Fisher and Scriven (1997) proposed a more encompassing definition, seeing informal logic as "the discipline which studies the practice of critical thinking and provides its intellectual spine". By "critical thinking" they understand "skilled and active interpretation and evaluation of observations and communications, information and argumentation."

==Criticisms==

Some hold the view that informal logic is not a branch or subdiscipline of logic, or even the view that there cannot be such a thing as informal logic. Massey criticizes informal logic on the grounds that it has no theory underpinning it. Informal logic, he says, requires detailed classification schemes to organize it, which in other disciplines is provided by the underlying theory. He maintains that there is no method of establishing the invalidity of an argument aside from the formal method, and that the study of fallacies may be of more interest to other disciplines, like psychology, than to philosophy and logic.

==Relation to critical thinking==

Since the 1980s, informal logic has been partnered and even equated, in the minds of many, with critical thinking. The precise definition of critical thinking is a subject of much dispute. Critical thinking, as defined by Johnson, is the evaluation of an intellectual product (an argument, an explanation, a theory) in terms of its strengths and weaknesses.
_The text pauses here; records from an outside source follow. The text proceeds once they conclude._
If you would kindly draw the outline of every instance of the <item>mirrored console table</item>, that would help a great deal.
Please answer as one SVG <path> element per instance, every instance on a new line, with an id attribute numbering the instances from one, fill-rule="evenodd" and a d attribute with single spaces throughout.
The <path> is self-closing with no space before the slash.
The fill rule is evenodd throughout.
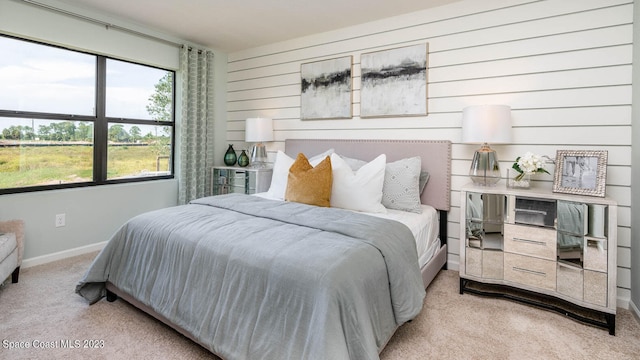
<path id="1" fill-rule="evenodd" d="M 460 294 L 518 300 L 615 335 L 615 201 L 468 185 L 460 209 Z"/>

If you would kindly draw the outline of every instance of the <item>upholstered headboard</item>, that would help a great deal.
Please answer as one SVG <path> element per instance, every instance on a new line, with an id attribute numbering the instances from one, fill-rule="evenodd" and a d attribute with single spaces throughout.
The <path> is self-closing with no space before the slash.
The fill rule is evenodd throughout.
<path id="1" fill-rule="evenodd" d="M 333 148 L 339 155 L 371 161 L 380 154 L 387 162 L 420 156 L 422 169 L 429 172 L 429 182 L 421 196 L 423 204 L 438 210 L 451 207 L 451 142 L 436 140 L 330 140 L 288 139 L 285 153 L 295 158 L 298 153 L 313 156 Z"/>

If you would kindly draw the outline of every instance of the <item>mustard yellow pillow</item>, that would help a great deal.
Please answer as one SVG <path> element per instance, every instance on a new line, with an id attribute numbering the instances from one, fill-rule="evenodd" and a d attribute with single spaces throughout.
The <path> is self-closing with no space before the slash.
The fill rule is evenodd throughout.
<path id="1" fill-rule="evenodd" d="M 284 199 L 315 206 L 330 206 L 333 173 L 331 158 L 327 156 L 313 167 L 304 154 L 298 154 L 289 168 Z"/>

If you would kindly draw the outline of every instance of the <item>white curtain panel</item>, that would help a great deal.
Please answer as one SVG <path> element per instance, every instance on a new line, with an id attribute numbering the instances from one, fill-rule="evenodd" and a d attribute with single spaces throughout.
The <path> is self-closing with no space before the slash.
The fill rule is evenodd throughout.
<path id="1" fill-rule="evenodd" d="M 213 52 L 184 46 L 180 54 L 182 118 L 178 202 L 209 195 L 213 167 Z"/>

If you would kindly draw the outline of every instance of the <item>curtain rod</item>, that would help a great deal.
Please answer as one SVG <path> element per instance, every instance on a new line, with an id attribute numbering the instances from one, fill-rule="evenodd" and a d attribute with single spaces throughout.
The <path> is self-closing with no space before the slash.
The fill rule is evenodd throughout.
<path id="1" fill-rule="evenodd" d="M 77 13 L 74 13 L 74 12 L 71 12 L 71 11 L 68 11 L 68 10 L 60 9 L 60 8 L 57 8 L 57 7 L 54 7 L 54 6 L 51 6 L 51 5 L 47 5 L 47 4 L 43 4 L 43 3 L 40 3 L 40 2 L 37 2 L 37 1 L 33 1 L 33 0 L 18 0 L 18 1 L 22 1 L 22 2 L 27 3 L 29 5 L 41 7 L 43 9 L 54 11 L 54 12 L 57 12 L 57 13 L 60 13 L 60 14 L 63 14 L 63 15 L 75 17 L 75 18 L 80 19 L 80 20 L 84 20 L 84 21 L 91 22 L 91 23 L 94 23 L 94 24 L 102 25 L 107 30 L 109 30 L 109 29 L 119 30 L 119 31 L 122 31 L 122 32 L 126 32 L 126 33 L 129 33 L 129 34 L 132 34 L 132 35 L 139 36 L 139 37 L 143 37 L 143 38 L 147 38 L 147 39 L 163 42 L 165 44 L 169 44 L 169 45 L 172 45 L 172 46 L 175 46 L 175 47 L 179 47 L 179 48 L 184 46 L 183 44 L 178 44 L 178 43 L 170 41 L 170 40 L 166 40 L 166 39 L 159 38 L 159 37 L 156 37 L 156 36 L 153 36 L 153 35 L 145 34 L 145 33 L 142 33 L 142 32 L 136 31 L 136 30 L 131 30 L 131 29 L 128 29 L 128 28 L 125 28 L 125 27 L 122 27 L 122 26 L 114 25 L 114 24 L 111 24 L 111 23 L 108 23 L 108 22 L 105 22 L 105 21 L 102 21 L 102 20 L 94 19 L 94 18 L 85 16 L 85 15 L 77 14 Z"/>

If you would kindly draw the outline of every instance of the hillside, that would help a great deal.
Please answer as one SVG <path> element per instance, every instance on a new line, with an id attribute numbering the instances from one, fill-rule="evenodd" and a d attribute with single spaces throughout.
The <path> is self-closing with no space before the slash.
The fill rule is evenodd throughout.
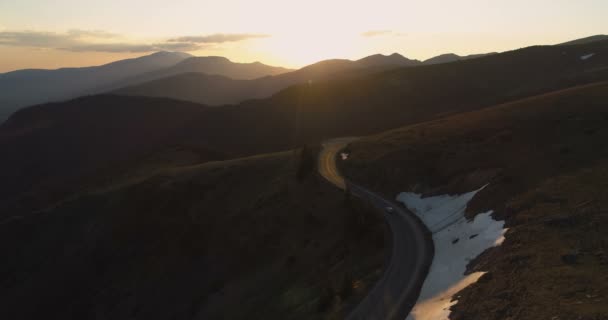
<path id="1" fill-rule="evenodd" d="M 302 69 L 274 74 L 274 76 L 246 80 L 220 73 L 223 76 L 213 76 L 213 72 L 197 68 L 177 68 L 188 65 L 193 59 L 180 63 L 171 72 L 155 73 L 150 82 L 127 86 L 113 91 L 115 94 L 145 97 L 165 97 L 178 100 L 198 102 L 206 105 L 236 104 L 250 99 L 263 99 L 288 88 L 292 85 L 308 82 L 324 82 L 340 78 L 364 76 L 371 73 L 405 66 L 418 65 L 419 61 L 407 59 L 399 54 L 390 56 L 373 55 L 360 60 L 326 60 Z M 174 72 L 181 70 L 180 72 Z M 186 70 L 200 70 L 192 73 Z M 188 73 L 185 73 L 188 72 Z M 269 74 L 270 75 L 270 74 Z M 148 76 L 148 75 L 146 75 Z M 141 79 L 138 80 L 141 82 Z"/>
<path id="2" fill-rule="evenodd" d="M 141 73 L 175 65 L 188 57 L 189 54 L 180 52 L 157 52 L 97 67 L 0 74 L 0 122 L 21 107 L 75 98 Z"/>
<path id="3" fill-rule="evenodd" d="M 456 62 L 456 61 L 462 61 L 462 60 L 482 58 L 482 57 L 493 55 L 493 54 L 496 54 L 496 52 L 482 53 L 482 54 L 471 54 L 471 55 L 468 55 L 468 56 L 459 56 L 459 55 L 454 54 L 454 53 L 446 53 L 446 54 L 438 55 L 436 57 L 432 57 L 430 59 L 424 60 L 422 63 L 425 64 L 425 65 L 439 64 L 439 63 L 450 63 L 450 62 Z"/>
<path id="4" fill-rule="evenodd" d="M 586 44 L 586 43 L 591 43 L 591 42 L 596 42 L 596 41 L 605 41 L 605 40 L 608 40 L 608 35 L 598 34 L 598 35 L 591 36 L 591 37 L 586 37 L 586 38 L 581 38 L 581 39 L 576 39 L 576 40 L 560 43 L 558 45 L 559 46 L 571 46 L 571 45 Z"/>
<path id="5" fill-rule="evenodd" d="M 506 240 L 469 271 L 451 319 L 602 319 L 608 83 L 571 88 L 366 137 L 345 175 L 388 197 L 462 194 L 494 210 Z"/>
<path id="6" fill-rule="evenodd" d="M 608 79 L 606 44 L 531 47 L 312 82 L 223 108 L 110 95 L 27 108 L 0 126 L 0 208 L 60 197 L 58 190 L 78 185 L 73 179 L 175 146 L 202 150 L 201 159 L 210 160 L 288 150 Z M 590 52 L 596 54 L 580 59 Z"/>
<path id="7" fill-rule="evenodd" d="M 384 222 L 298 180 L 300 159 L 157 162 L 3 220 L 3 317 L 344 318 L 382 272 Z"/>

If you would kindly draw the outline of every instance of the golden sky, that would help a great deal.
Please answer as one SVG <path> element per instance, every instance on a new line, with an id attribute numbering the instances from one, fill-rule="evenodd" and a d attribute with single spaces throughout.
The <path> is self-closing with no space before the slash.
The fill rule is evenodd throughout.
<path id="1" fill-rule="evenodd" d="M 606 0 L 0 0 L 0 72 L 158 50 L 300 67 L 505 51 L 608 33 Z"/>

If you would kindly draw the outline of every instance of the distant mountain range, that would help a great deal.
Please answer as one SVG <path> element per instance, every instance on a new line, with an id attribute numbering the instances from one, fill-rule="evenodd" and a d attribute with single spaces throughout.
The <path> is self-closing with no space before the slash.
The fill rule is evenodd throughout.
<path id="1" fill-rule="evenodd" d="M 296 71 L 254 80 L 235 80 L 201 72 L 181 73 L 125 87 L 113 93 L 129 96 L 166 97 L 217 106 L 235 104 L 249 99 L 267 98 L 296 84 L 317 83 L 417 65 L 420 65 L 420 61 L 407 59 L 397 53 L 390 56 L 377 54 L 356 61 L 325 60 Z"/>
<path id="2" fill-rule="evenodd" d="M 598 34 L 598 35 L 591 36 L 591 37 L 586 37 L 586 38 L 581 38 L 581 39 L 576 39 L 576 40 L 560 43 L 558 45 L 559 46 L 569 46 L 569 45 L 585 44 L 585 43 L 602 41 L 602 40 L 608 40 L 608 35 Z"/>
<path id="3" fill-rule="evenodd" d="M 287 71 L 259 62 L 234 63 L 222 57 L 193 57 L 180 52 L 157 52 L 98 67 L 18 70 L 0 74 L 0 121 L 21 107 L 102 93 L 184 72 L 254 79 Z"/>
<path id="4" fill-rule="evenodd" d="M 608 39 L 597 35 L 561 45 Z M 18 70 L 0 74 L 0 122 L 15 110 L 83 95 L 113 92 L 121 95 L 167 97 L 217 106 L 262 99 L 296 84 L 363 76 L 388 69 L 481 58 L 495 53 L 439 55 L 425 61 L 400 54 L 371 55 L 360 60 L 325 60 L 299 70 L 259 62 L 235 63 L 223 57 L 193 57 L 158 52 L 86 68 Z"/>
<path id="5" fill-rule="evenodd" d="M 580 58 L 589 53 L 594 55 Z M 313 79 L 353 64 L 357 62 L 326 61 L 269 78 Z M 608 41 L 535 46 L 458 63 L 373 73 L 366 68 L 350 70 L 331 80 L 291 86 L 270 98 L 221 108 L 117 95 L 25 108 L 0 125 L 0 204 L 17 205 L 9 200 L 19 199 L 33 185 L 40 192 L 54 190 L 54 184 L 69 188 L 70 179 L 174 146 L 203 150 L 209 159 L 229 159 L 331 137 L 379 133 L 607 81 Z M 23 200 L 19 205 L 28 203 Z"/>
<path id="6" fill-rule="evenodd" d="M 456 61 L 462 61 L 462 60 L 482 58 L 482 57 L 493 55 L 493 54 L 496 54 L 496 52 L 471 54 L 468 56 L 459 56 L 454 53 L 446 53 L 446 54 L 438 55 L 436 57 L 424 60 L 424 62 L 422 62 L 422 64 L 431 65 L 431 64 L 440 64 L 440 63 L 450 63 L 450 62 L 456 62 Z"/>

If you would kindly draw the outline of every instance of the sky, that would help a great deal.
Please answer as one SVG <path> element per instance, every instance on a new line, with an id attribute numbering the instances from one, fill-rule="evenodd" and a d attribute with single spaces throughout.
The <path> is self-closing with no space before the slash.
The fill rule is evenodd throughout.
<path id="1" fill-rule="evenodd" d="M 606 0 L 0 0 L 0 72 L 155 51 L 301 67 L 500 52 L 608 33 Z"/>

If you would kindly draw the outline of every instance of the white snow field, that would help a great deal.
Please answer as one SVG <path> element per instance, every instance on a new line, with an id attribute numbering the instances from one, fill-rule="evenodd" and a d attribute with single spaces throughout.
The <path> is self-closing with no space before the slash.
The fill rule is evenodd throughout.
<path id="1" fill-rule="evenodd" d="M 447 320 L 450 306 L 456 303 L 454 295 L 483 275 L 465 276 L 469 261 L 504 240 L 504 221 L 492 219 L 492 211 L 480 213 L 472 221 L 464 217 L 468 202 L 483 188 L 458 196 L 422 198 L 408 192 L 397 196 L 431 230 L 435 244 L 429 274 L 407 320 Z"/>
While critical thinking will include evaluation of arguments and hence require skills of argumentation including informal logic, critical thinking requires additional abilities not supplied by informal logic, such as the ability to obtain and assess information and to clarify meaning. Also, many believe that critical thinking requires certain dispositions. Understood in this way, critical thinking is a broad term for the attitudes and skills that are involved in analyzing and evaluating arguments. The critical thinking movement promotes critical thinking as an educational ideal. The movement emerged with great force in the 1980s in North America as part of an ongoing critique of education as regards the thinking skills not being taught.

==Relation to argumentation theory==

The social, communicative practice of argumentation can and should be distinguished from implication (or entailment)—a relationship between propositions; and from inference—a mental activity typically thought of as the drawing of a conclusion from premises. Informal logic may thus be said to be a logic of argumentation, as distinguished from implication and inference.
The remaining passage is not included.